Nothing ready here. While negotiating with the gas board through their representatives in India, to try and stop them getting a court order and putting in a meter to charge the poorest at the highest rate again, bastards, I've ordered more books. :-)

Sufi: Expressions of the Mystic Quest (Art and Imagination)
Listening for the Heartbeat of God: A Celtic Spirituality" Philip Newell
"Visions and Voyages: Story of Our Celtic Heritage" Fay Sampson;

And a couple of others I shan't mention just yet. My project about Celtic and Sufi spirituality...

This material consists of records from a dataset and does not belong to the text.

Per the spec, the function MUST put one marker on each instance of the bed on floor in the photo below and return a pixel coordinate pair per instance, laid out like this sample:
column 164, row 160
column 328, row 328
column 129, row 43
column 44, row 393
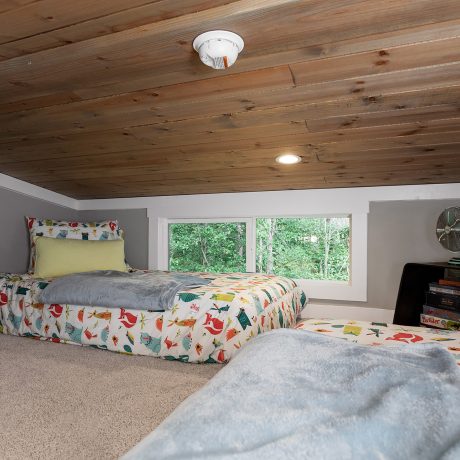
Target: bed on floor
column 299, row 394
column 383, row 334
column 204, row 324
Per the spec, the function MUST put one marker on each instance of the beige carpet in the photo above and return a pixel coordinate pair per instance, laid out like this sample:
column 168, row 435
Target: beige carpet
column 62, row 401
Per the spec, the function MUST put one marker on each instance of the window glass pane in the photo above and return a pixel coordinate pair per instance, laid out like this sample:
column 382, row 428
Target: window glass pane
column 309, row 248
column 213, row 247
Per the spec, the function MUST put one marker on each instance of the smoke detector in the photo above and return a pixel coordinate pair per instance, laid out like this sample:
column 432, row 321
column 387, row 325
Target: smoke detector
column 218, row 49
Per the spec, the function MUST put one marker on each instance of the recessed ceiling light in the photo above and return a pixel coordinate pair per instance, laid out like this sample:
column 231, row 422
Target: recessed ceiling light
column 288, row 159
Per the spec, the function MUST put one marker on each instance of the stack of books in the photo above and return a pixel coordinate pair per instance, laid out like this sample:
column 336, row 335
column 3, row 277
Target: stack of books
column 442, row 306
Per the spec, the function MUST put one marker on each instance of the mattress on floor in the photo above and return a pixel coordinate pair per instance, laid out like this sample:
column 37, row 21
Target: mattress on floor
column 371, row 333
column 206, row 324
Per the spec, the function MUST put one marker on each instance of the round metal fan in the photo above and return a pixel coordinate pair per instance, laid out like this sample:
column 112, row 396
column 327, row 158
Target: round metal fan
column 448, row 229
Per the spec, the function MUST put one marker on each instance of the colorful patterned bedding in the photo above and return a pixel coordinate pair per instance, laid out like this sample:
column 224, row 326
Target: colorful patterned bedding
column 367, row 333
column 206, row 324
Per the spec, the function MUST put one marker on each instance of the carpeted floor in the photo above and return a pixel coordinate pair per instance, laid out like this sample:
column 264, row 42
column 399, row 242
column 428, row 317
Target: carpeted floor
column 63, row 401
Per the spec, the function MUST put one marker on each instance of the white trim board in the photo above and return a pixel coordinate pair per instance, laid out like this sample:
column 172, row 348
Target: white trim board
column 335, row 198
column 19, row 186
column 323, row 311
column 332, row 198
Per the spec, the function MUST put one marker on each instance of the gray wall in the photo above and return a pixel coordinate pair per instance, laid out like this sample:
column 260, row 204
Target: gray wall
column 14, row 242
column 399, row 232
column 135, row 224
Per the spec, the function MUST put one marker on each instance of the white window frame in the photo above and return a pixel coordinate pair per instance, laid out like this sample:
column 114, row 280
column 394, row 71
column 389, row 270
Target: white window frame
column 353, row 290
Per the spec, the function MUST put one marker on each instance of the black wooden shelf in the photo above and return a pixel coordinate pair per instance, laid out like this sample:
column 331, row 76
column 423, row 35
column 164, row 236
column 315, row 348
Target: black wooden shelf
column 411, row 295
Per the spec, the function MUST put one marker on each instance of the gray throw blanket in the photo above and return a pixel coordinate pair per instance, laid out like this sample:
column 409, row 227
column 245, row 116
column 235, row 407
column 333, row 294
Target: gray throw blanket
column 300, row 395
column 106, row 288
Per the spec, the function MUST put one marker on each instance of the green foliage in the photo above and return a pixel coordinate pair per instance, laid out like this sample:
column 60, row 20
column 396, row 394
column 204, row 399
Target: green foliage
column 309, row 248
column 218, row 248
column 304, row 247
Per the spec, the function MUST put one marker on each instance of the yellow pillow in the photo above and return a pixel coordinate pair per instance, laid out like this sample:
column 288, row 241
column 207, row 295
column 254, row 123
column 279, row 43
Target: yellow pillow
column 57, row 257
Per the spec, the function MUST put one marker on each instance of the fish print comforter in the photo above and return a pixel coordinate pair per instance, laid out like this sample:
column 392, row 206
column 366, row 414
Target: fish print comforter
column 380, row 334
column 206, row 324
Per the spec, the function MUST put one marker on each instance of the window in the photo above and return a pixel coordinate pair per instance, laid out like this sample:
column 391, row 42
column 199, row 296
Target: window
column 207, row 246
column 306, row 248
column 302, row 248
column 327, row 254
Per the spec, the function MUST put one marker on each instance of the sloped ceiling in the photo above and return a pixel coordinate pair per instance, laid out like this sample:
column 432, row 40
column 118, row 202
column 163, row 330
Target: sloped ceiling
column 103, row 99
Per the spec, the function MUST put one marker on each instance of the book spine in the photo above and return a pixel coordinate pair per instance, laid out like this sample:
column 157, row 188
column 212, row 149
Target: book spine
column 449, row 290
column 440, row 323
column 442, row 301
column 440, row 313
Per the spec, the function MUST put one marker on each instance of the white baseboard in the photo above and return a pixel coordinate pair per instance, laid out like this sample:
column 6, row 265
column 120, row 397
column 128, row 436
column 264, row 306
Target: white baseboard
column 322, row 311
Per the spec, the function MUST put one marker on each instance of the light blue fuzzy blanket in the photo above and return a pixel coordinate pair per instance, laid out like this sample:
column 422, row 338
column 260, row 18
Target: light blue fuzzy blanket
column 152, row 290
column 299, row 395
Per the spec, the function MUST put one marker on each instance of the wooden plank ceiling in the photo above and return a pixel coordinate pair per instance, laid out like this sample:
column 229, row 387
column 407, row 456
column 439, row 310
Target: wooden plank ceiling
column 103, row 99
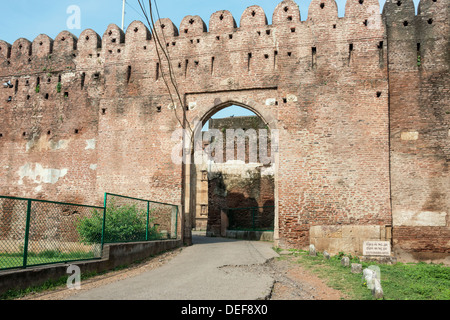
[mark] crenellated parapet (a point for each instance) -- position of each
(322, 39)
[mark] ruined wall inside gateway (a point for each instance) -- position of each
(363, 126)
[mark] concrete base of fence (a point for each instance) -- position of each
(114, 255)
(250, 235)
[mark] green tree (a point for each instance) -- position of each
(125, 223)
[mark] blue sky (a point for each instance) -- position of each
(28, 19)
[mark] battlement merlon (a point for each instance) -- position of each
(362, 19)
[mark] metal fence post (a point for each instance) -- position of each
(104, 221)
(148, 217)
(27, 233)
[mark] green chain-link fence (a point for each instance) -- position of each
(130, 219)
(251, 219)
(37, 232)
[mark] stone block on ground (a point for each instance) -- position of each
(356, 268)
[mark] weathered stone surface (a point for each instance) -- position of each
(356, 268)
(312, 250)
(339, 99)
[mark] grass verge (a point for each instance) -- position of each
(400, 281)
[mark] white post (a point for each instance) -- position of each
(123, 14)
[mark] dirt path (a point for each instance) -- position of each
(291, 281)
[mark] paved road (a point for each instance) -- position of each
(199, 272)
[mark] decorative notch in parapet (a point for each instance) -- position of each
(252, 17)
(65, 43)
(322, 11)
(192, 26)
(112, 40)
(42, 46)
(222, 22)
(287, 12)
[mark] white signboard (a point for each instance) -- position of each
(377, 248)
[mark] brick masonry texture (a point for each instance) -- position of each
(361, 104)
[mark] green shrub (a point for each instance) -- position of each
(122, 224)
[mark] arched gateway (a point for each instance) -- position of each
(359, 103)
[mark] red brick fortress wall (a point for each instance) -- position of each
(340, 91)
(419, 85)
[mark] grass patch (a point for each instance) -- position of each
(61, 283)
(15, 260)
(412, 281)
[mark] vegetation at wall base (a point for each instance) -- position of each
(400, 281)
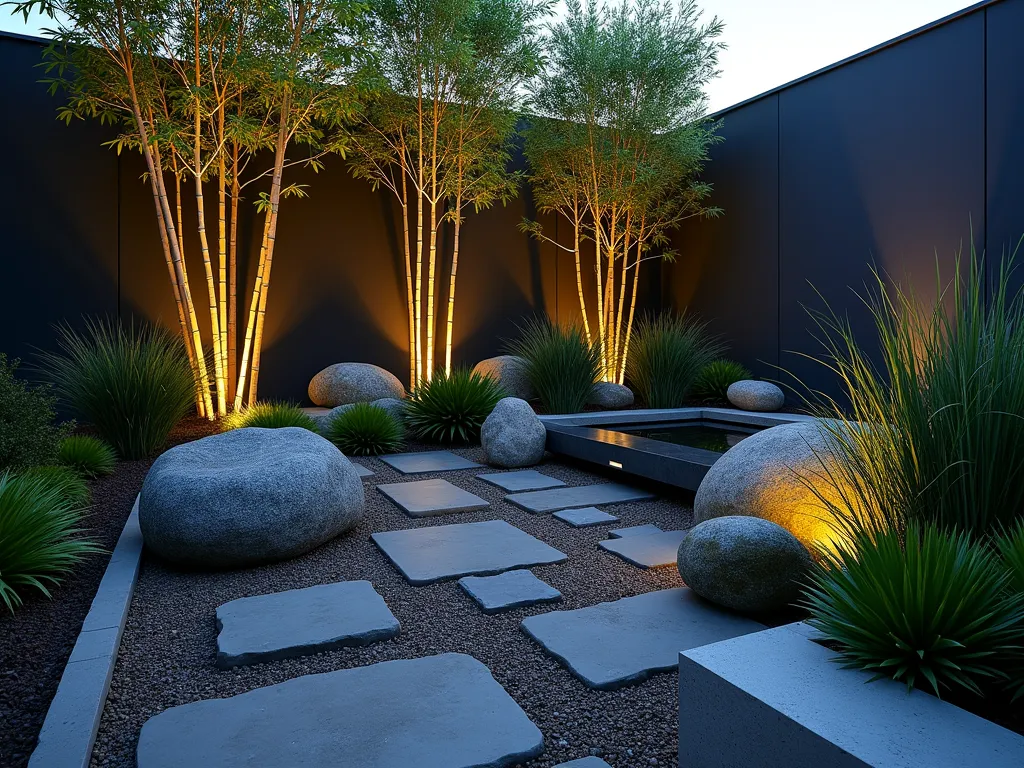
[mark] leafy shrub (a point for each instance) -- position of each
(366, 430)
(667, 356)
(931, 610)
(561, 366)
(40, 538)
(132, 382)
(452, 408)
(715, 379)
(28, 433)
(88, 456)
(269, 416)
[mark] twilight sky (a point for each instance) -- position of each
(770, 41)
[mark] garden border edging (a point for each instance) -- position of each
(72, 721)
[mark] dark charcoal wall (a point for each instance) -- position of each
(889, 159)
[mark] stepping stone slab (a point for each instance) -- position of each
(634, 530)
(580, 518)
(523, 479)
(296, 623)
(428, 461)
(437, 712)
(434, 554)
(582, 496)
(429, 498)
(514, 589)
(623, 642)
(648, 551)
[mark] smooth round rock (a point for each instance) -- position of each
(743, 563)
(609, 395)
(512, 435)
(353, 382)
(510, 372)
(248, 497)
(755, 395)
(761, 476)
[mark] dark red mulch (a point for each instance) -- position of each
(36, 641)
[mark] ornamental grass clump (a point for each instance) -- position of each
(366, 430)
(40, 535)
(668, 355)
(132, 382)
(561, 365)
(451, 408)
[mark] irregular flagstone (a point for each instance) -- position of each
(581, 496)
(514, 589)
(622, 642)
(586, 516)
(438, 712)
(523, 479)
(634, 530)
(648, 551)
(296, 623)
(430, 498)
(434, 554)
(428, 461)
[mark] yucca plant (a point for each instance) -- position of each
(451, 408)
(715, 379)
(668, 354)
(40, 535)
(88, 456)
(132, 382)
(561, 365)
(924, 606)
(269, 416)
(366, 430)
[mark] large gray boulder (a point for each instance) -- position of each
(766, 475)
(609, 395)
(247, 497)
(743, 563)
(512, 435)
(755, 395)
(353, 382)
(510, 372)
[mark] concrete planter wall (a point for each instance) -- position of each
(776, 698)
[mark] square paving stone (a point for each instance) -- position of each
(428, 461)
(581, 496)
(296, 623)
(648, 551)
(523, 479)
(622, 642)
(580, 518)
(634, 530)
(430, 498)
(438, 712)
(428, 555)
(513, 589)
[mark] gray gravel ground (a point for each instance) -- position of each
(169, 647)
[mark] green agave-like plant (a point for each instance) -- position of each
(451, 408)
(366, 430)
(40, 535)
(924, 606)
(667, 356)
(561, 365)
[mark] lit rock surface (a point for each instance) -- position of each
(743, 563)
(510, 372)
(755, 395)
(353, 382)
(512, 435)
(437, 712)
(247, 497)
(296, 623)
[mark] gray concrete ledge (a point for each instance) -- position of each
(70, 729)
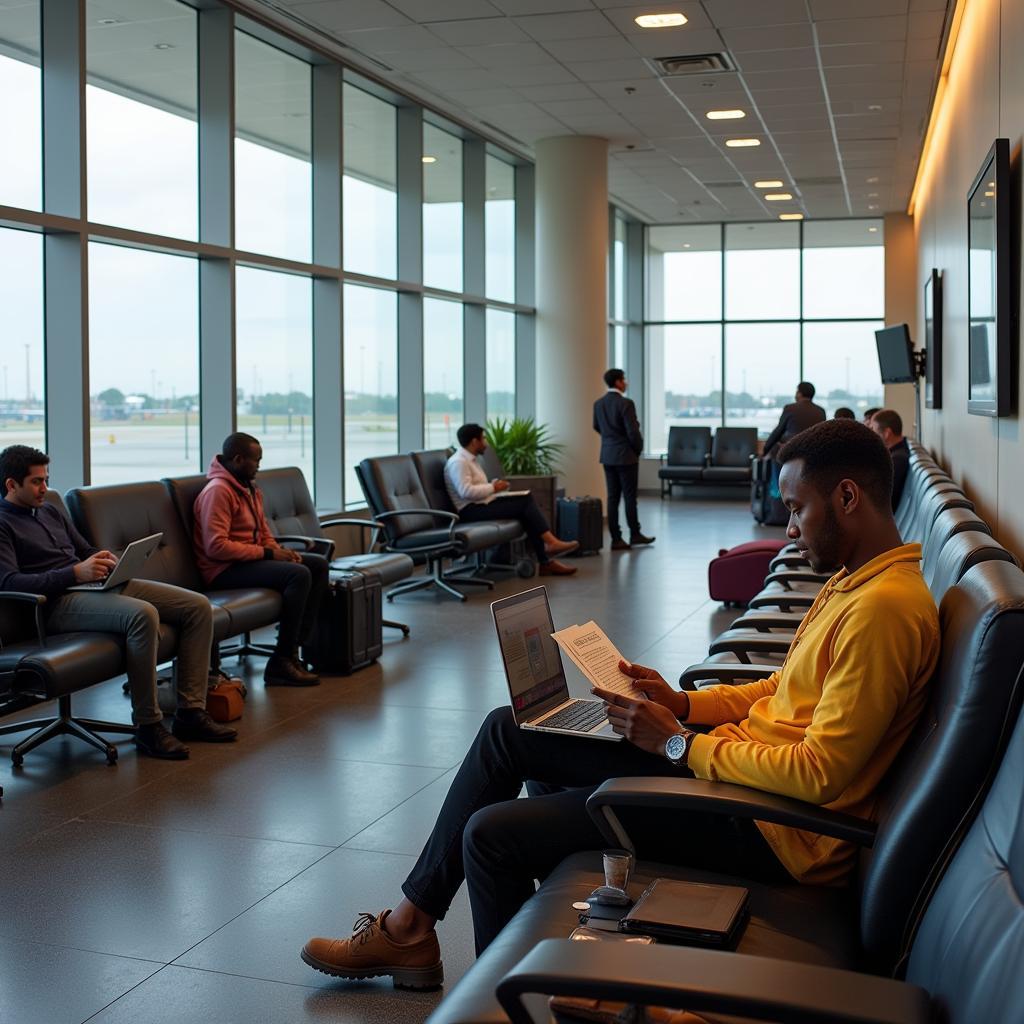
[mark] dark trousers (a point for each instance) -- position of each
(500, 844)
(622, 482)
(521, 507)
(302, 587)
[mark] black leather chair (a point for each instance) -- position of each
(689, 450)
(36, 667)
(294, 521)
(923, 808)
(731, 453)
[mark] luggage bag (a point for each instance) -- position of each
(348, 634)
(582, 519)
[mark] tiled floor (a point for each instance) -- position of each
(182, 892)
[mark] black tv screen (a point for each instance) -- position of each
(895, 354)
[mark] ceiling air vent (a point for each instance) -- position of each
(693, 64)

It seems I've almost finished the project about pimping, just have to do one last dreadful thing, perhaps I'll tell you about it soon. Passing on a message to some people. I've been asked to talk at a conference in Leeds about my quiet project in November. Hmm. What a surprise. Thought I'd done a terrible job and really let them down, but she was so pleased.
EM- have I told you I loved you yet? No? Ah... well then... never mind.
Damed Illegal Aliens! Look out Cal, they're in your neighborhood.

Actually, this is supposed to be a very good movie, in spite of the questionable trailer.

I'll keep an eye out for it. From the trailer it looks like it might have it's roots in real life ...
kinda reminds me of Shel Silverstein's stuff.